5. "Charlie," "Frances," and "Jeanne" – These names are spoken in a whisper (and often with a shudder) as central Floridians recall the triple hurricanes of 2004 that slammed into the area, one right after the other. For 30 years, locals had the idea that the Walt Disney World® theme parks had a hurricane diversion machine, as it seemed that each hurricane headed toward the area veered off course at just the right time. The night before Charlie, however, portions of Cinderella's Castle came down in preparation for the worst.
6. Outlet Strip Mall – These malls dot the landscape in Orlando and are filled with all the expensive stuff that didn't sell throughout the year, all marked down somewhere just above reasonable prices. Some of them are actually real outlets looking to offload merchandise that couldn't sell, others simply use the name "outlet" to attract tourists and gouge them on slightly overpriced goods. The one real outlet that I have shopped in is located at the end of International Drive. The Disney® Outlet there actually sells all of the shirts and souvenirs from the previous year, sometimes at half of the original price you would pay in the parks.
7. Free Disney® Tickets – Any tourist that believes that there is some kind soul out there who just loves giving away free Disney® tickets deserves exactly what they will get instead. Residents of Orlando understand this lingo as nothing more than a bad pitch for a timeshare rental when they see it on signs on International Drive.

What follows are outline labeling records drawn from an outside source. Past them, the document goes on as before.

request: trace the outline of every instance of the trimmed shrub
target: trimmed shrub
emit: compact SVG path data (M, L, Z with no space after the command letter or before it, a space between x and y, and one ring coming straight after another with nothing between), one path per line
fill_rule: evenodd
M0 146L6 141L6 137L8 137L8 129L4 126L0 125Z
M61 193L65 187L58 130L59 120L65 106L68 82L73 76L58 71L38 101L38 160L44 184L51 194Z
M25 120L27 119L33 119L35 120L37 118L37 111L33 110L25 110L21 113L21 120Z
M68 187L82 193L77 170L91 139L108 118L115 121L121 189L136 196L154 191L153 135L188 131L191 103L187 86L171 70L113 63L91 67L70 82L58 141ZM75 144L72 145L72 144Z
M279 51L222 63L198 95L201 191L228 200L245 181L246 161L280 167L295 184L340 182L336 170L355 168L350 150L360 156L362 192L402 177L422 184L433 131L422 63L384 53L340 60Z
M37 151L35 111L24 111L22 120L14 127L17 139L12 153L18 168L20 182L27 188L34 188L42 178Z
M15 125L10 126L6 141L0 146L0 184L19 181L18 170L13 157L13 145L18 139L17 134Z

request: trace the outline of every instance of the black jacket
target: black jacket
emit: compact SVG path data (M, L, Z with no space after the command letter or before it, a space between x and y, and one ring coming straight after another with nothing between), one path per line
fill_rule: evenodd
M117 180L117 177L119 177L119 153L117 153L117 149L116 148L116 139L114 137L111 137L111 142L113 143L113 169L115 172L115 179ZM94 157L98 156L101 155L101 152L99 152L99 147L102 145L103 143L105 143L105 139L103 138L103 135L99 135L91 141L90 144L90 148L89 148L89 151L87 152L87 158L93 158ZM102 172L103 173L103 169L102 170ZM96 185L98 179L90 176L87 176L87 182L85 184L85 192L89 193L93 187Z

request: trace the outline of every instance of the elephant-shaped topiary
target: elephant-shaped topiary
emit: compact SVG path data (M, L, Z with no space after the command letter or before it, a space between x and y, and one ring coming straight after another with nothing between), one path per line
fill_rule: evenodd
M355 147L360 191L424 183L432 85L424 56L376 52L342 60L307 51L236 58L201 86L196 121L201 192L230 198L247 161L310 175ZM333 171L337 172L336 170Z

The claim is that it will only take 90 minutes, but what it really does is take up four hours of your time as you try to make the salesperson understand that all you want is your free Disney® tickets, which you may or may not receive. The same goes for the signs that line the highway advertising discount Disney® tickets. Will some of these tickets work? Sure, but there's about a 25% chance that at least one, if not all of the tickets, won't work.
8. Gypsy – A gypsy is not a reference to a wandering magician. In Orlando slang, a gypsy is an illegal cab. Climbing into one of these cabs can earn you a very expensive evening trying to get somewhere that's only two miles away. The only cabs authorized to pick up at Disney® locations are Checker Cabs. Illegal cab drivers try to get around this by altering the name Checker to Check, Checkers, and Checke Cab Company. In downtown Orlando, make sure you find a licensed cab. Don't ask hotel staff for a cab. Staff members often get kickbacks for recommending a particular driver, and you may end up spending more.
9. Citrus Bowl Parking Deal – The Citrus Bowl is where a number of great football games are played each year. It also happens to be in the seediest part of Orlando, where people who own dumpy looking houses put out signs and allow cars to park in their yards. Sometimes the field or house these "entrepreneurs" choose doesn't even belong to them. They collect the money and take off before the owner returns to find twenty cars parked on the lawn. Whether it's for parking or not, anytime you see someone with a hand painted sign advertising any sort of service in Orlando, the slang term "Citrus Bowl Parking Deal" is used as a warning.
10. "He/She is from Gotha/Bithlo" – Gotha and Bithlo are populated by some very nice people. It just so happens that Gotha and Bithlo are two of the hickest hick towns in the South. Residents of either town are the butt of many a redneck joke. "How do you complement a woman from Bithlo?" Answer: "Nice tooth." Or, "Did you hear about the tornado that hit Gotha? No. Well, it did about $3 million worth of improvements." These are slang phrases people in Orlando use to refer to a redneck, a hayseed, a cowboy, etc. If you're in the area, stop at that small boiled peanut stand off Highway-50. It's run by a young father, his wife and four kids. They cook up the best boiled peanuts I've ever had, and that's no Citrus Bowl Parking Deal!